I thought that I heard from someone that the issue was within the software iSCSI initiator and that it was possible for customers with just one vmKernel port assigned to iSCSI to experience what we've been seeing for months and that it got worse as you went from 1 vmk to 2 vmks on independent switches to 2 vmks on one switch to the 4-8 vmks on one switch that the Dell/EQL document recommended in the first place and that most that were seeing the issue had multiple vmks assigned. I also heard that the procedure Dell/EQL recommended was reached after working with VMware and that having 4-8 vmks in a single switch would become the recommended practice once this patch was released.
Can anyone out there speak on this rumor?
Also, considering how wide spread this issue is and the severity of its impact, I'm surprised it's not -Update2. Maybe this is coming soon? Thoughts, comments?
grcumm - Glad I could be some help! That patch alert email never worked for me, I was alerted to the release from a twitter feed.
The issue itself should be corrected with this patch. EQL supports both methods of configuring the vmK's on vswitches, either a single vswitch or multiple vswitches. The main benefit of having a single vSwitch is slightly less memory overhead along with a better looking networking GUI (less clutter).

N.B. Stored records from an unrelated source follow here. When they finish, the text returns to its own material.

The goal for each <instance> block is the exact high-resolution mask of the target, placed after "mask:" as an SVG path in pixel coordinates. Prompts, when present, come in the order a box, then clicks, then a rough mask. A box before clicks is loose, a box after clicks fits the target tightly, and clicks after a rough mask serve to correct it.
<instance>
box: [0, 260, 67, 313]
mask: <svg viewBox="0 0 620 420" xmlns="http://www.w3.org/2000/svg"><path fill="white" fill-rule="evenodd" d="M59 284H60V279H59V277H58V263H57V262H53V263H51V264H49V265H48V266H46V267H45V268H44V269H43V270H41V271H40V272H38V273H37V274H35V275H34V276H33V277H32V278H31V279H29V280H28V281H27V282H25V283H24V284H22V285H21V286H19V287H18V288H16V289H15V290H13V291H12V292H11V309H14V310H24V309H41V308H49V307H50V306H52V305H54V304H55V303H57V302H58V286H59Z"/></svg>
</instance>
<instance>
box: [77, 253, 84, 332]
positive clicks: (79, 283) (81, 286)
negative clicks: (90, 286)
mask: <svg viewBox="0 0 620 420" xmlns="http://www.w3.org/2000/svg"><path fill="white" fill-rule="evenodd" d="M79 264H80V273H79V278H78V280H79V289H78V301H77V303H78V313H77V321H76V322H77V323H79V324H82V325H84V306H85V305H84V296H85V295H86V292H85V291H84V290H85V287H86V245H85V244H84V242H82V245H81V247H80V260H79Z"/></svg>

I just updated one of my hosts in a cluster this evening, I will be monitoring to see if this issue is resolved, and hopefully we can close this forum post out for good!
So far so good. Went all weekend through backups and a whole day of normal production activity without a single connection dropped! Looks good so far.

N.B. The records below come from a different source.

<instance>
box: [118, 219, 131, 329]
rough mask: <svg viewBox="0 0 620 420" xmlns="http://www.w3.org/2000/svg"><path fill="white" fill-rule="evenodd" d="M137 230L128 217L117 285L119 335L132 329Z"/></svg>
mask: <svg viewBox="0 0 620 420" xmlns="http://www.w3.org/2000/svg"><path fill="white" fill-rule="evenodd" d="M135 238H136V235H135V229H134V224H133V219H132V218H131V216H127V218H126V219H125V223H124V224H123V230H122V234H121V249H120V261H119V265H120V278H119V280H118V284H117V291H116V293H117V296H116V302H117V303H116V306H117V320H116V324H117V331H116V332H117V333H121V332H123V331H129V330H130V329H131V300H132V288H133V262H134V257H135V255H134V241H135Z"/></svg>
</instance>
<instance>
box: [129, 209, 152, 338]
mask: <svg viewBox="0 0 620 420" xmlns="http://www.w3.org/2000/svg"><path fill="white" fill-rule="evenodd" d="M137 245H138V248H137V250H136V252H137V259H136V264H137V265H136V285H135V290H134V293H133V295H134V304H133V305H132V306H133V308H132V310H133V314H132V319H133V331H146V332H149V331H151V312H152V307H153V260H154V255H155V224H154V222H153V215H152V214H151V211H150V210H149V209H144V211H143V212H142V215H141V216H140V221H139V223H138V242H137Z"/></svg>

From: s1xth <email@example.com>
Date: 04/04/2010 08:03 PM
After about a week of normal use, absolutely no issues noticed.
It looks like it's fixed and the Dell/EqualLogic document will probably be the recommended direction, assuming this patch is installed.
I agree. I have had the patch installed on production servers for over 1 week now without a single issue. This appears to be a solid fix.
From: grcumm <firstname.lastname@example.org>
Date: 04/15/2010 09:40 AM
I've been running the patch on a single ESX host for the past week, and looks like it's done the trick. No disconnects at all. I will be deploying to our remaining ESX hosts at the weekend.
Thanks everyone (especially s1xth) for all the updates and commentary on this, it's been most helpful (and reassuring) to know that there are others in the same boat.
I am just glad that everyone is experecing the same results and that the problem has been resolved. It to a while but glad that it is fixed!